Author Jhuls @ The Not So Creative Cook

Ingredients

For the caramel:

  • ½ (115g) cup white sugar
  • ¼ (60ml) cup hot water

For the cake:

  • 1 cup (130g) all-purpose flour
  • ¾ tsp baking soda
  • 1/2 tsp baking powder (added ingredient on Jan . 30, 2020, optional)
  • 1/8 tsp salt
  • 1/2 cup (about 85g) pitted & chopped dates
  • ¾ cup (about 120g) toasted and chopped cashews (or walnuts)
  • ¾ cup canola oil or any light-tasting oil
  • 2/3 cup about 140g white sugar (you can use 3/4 cup if your dates are not too sweet)
  • 2 eggs at room temperature
  • ½ tsp vanilla extract
  • 1 cup (about 135g) grated carrots
  • Powdered sugar for dusting

Instructions

For the caramel:

  1. In a dry thick bottomed pan, add in sugar and melt sugar over medium heat, swirling the pan if necessary to melt the sugar evenly.
  2. When the sugar is dark amber in color, add in hot water.
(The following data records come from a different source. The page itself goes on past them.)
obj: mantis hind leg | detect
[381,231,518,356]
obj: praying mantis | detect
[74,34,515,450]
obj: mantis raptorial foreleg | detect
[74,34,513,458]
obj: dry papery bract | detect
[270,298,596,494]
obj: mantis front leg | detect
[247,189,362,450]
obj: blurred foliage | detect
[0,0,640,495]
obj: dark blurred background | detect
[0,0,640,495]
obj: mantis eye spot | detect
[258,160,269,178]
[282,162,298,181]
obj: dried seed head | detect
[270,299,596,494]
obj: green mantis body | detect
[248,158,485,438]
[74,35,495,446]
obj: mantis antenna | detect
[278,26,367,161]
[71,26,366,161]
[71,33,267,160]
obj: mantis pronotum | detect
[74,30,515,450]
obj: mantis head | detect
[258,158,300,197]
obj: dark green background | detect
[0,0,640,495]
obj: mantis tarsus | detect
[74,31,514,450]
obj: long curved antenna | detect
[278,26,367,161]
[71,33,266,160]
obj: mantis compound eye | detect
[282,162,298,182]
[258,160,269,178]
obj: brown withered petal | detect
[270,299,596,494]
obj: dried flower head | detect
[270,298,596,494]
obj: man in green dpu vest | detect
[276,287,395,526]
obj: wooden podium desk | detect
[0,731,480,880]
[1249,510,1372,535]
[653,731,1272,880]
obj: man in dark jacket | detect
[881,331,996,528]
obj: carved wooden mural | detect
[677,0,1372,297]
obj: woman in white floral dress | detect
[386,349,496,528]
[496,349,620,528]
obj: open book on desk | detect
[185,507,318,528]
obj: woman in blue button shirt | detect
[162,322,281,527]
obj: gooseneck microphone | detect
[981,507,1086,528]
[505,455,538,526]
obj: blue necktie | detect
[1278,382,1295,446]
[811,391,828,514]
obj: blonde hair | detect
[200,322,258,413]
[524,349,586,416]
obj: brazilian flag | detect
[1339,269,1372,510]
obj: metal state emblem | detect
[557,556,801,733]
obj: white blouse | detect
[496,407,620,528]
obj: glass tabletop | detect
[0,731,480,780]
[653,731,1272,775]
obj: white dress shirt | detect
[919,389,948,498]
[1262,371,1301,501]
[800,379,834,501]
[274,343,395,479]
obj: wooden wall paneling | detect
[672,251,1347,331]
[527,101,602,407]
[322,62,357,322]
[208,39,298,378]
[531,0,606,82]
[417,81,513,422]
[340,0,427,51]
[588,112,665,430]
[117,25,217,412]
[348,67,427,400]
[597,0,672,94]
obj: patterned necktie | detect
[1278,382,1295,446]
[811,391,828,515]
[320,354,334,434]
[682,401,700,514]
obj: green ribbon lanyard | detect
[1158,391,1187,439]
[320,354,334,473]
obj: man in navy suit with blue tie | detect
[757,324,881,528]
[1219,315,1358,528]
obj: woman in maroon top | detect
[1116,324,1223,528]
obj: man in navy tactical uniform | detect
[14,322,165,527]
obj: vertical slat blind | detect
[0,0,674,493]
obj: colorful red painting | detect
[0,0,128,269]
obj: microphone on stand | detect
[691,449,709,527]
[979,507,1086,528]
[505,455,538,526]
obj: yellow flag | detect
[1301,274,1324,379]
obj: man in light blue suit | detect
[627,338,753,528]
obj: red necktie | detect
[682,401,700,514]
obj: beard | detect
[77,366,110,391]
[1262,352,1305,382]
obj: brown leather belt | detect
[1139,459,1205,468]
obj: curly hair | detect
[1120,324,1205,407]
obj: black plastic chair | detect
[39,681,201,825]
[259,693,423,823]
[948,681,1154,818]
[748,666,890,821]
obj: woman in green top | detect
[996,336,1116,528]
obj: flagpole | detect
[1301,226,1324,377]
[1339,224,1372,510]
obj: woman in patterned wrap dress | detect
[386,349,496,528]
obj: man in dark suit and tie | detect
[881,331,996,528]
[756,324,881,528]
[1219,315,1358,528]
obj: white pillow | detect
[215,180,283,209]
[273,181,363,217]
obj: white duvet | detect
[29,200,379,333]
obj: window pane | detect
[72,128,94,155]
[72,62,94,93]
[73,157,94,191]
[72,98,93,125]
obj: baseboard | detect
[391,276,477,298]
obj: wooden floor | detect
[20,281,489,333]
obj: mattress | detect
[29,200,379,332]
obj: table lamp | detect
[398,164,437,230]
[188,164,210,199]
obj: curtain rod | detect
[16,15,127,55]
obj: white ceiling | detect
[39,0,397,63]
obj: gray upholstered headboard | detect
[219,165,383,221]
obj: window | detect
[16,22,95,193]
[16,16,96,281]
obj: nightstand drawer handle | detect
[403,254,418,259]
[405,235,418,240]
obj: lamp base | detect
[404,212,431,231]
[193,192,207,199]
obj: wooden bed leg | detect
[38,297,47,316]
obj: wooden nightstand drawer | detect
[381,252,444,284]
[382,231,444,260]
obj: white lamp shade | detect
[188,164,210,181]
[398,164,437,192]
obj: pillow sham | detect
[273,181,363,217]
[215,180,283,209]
Be careful as it will bubble up.
  3. Remove from the pan from the heat once the caramel is ready and set aside to cool down.

For the cake:

  1. Preheat the oven to 350 F. Grease or line a loaf pan with parchment paper.
  2. In a bowl, sift together flour, baking soda and salt.
  3. In another bowl, add in your chopped dates plus toasted and chopped cashews. Add about a tbsp or two of the flour mixture and coat them. This will prevent the dates and nuts from sticking to the bottom. Set aside.
  4. Also, in another bowl, mix very well eggs, sugar, oil, cooled caramel and vanilla.
  5. Add in grated carrots and mix well.
  6. Add the dry ingredients to the wet ingredients, making sure not to overmix.
  7. Then add the flour-coated dates and nuts. Mix until just combined.
  8. Pour this batter into the prepared pan and bake for 40-55 minutes or until a toothpick inserted in the middle comes out clean. The toothpick may come out wet from the oil.